This was the case with a story reported by the online magazine ShortList. it claimed that '120,000 leave voters have died since Brexit.' That seemed an impressive claim, so I took a look at the analysis, apparently sourced from the Twitter feed of someone called Steve Lawrence, who is an architect:
One statistical no-no jumps out here without even seeing where the data came from. We're being given figures in the 16-18 million range, based on some interesting manipulation which includes several estimates. Yet the values are given accurate to 1 - note how the big totals end in 9 and 5. You can either present a spuriously accurate number like these and provide an error range, or, less likely to mislead, you can round to your error level and still give an error range. What you can't do is give these as actual numbers, as done here.
I complained, saying amongst other things 'No one knows how many leave voters have died - and there is no sensible statistical method to discover that number.' A commenter, Robert Fuller, was quick to take me on:
There's a perfectly sensible statistical method: Let me have a go right now:Hmm. I'm afraid I was quite firm in response - and here's where I'm asking whether I was too harsh:
1. Source the number of people over 65
2. Source the death rate of over 65s
3. Multiply the death rate by the population and the time
4. Now split that figure based on the exit polls.

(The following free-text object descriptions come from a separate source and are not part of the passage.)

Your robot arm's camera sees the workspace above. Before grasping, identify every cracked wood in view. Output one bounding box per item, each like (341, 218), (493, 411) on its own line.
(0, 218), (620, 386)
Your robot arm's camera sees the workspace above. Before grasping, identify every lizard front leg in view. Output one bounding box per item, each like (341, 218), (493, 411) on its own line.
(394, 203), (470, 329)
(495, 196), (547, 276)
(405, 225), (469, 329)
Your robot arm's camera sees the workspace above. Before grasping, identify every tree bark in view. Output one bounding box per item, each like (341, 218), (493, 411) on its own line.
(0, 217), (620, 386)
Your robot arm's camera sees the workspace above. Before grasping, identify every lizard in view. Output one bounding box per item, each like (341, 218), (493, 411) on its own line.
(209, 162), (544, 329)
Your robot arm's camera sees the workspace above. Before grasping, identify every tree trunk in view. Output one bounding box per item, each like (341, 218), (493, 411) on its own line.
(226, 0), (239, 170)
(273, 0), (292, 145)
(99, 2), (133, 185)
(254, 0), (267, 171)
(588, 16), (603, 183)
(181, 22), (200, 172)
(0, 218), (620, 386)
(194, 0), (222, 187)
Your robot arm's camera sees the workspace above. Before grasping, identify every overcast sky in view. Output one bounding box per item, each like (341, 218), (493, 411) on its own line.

repeat for each age group.
Woah, slow down their, tiger. So we’re taking polls we know were wrong and somehow combining them with other figures to produce numbers given to an accuracy of 1 in 16 million? Could you explain the statistical technique used? Feel free to be technical, I’ve got a Masters in the area. Which technique do you use to merge a poll which doesn’t have ages attached with age-based data sets?To be fair, I only addressed a couple of the issues with his description, but it seemed enough.